Other than to implement government strategic policy, senior civil servants have been mostly helpful in assisting their armed service colleagues in obtaining financing from the Treasury and navigating capital city politics
- Second, diarchy works (though imperfectly). A constant complaint from some members of the armed services is that the ambiguous terms of reference between the senior civil servant and the chief of the defence force is both bad management and has allowed undue civilian interference in “military” matters.

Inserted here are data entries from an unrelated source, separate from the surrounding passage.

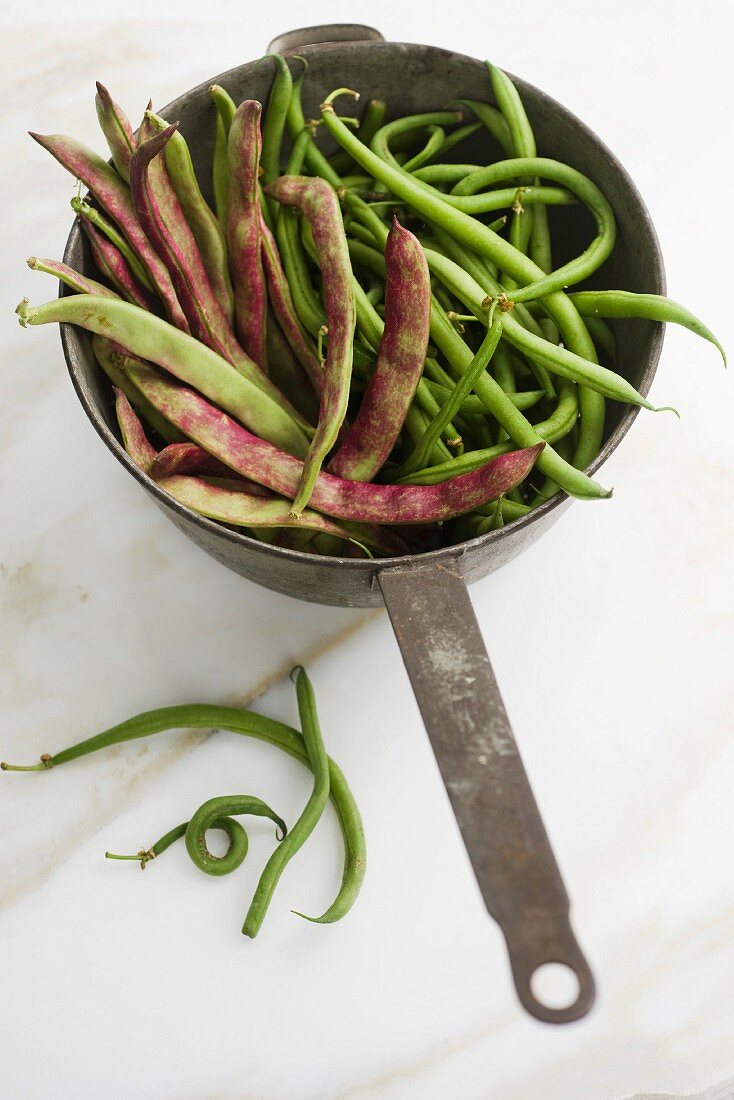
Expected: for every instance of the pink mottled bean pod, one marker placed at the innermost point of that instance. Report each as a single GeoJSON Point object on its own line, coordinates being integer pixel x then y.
{"type": "Point", "coordinates": [116, 127]}
{"type": "Point", "coordinates": [400, 363]}
{"type": "Point", "coordinates": [112, 265]}
{"type": "Point", "coordinates": [113, 197]}
{"type": "Point", "coordinates": [317, 200]}
{"type": "Point", "coordinates": [134, 439]}
{"type": "Point", "coordinates": [363, 502]}
{"type": "Point", "coordinates": [243, 149]}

My take is that, in the first place, in both Canada and Australia, the deputy head at the time prevented the politicians from totally subordinating the chief of defence force to the deputy head. Secondly, all three countries have found that some level of merger between policy and operational staffs is necessary to manage the defence enterprise;
- Third, there are structural problems that inhibit the military from operating a comprehensive national headquarters on their own. Warfare is sufficiently complex that there is little time left over for officers to develop policy and strategic analysis skills. Military personnel systems tend to stream their best officers to operational and tactical postings leaving many unprepared to deal with national-level issues. A degreed officer corps will mitigate, but not eliminate, this structural problem and officers still complain that they have not been adequately prepared to work in a strategic headquarters.
Overall, the integration at the top of the total defence force has been reasonably successful, if still a work in progress for all three countries.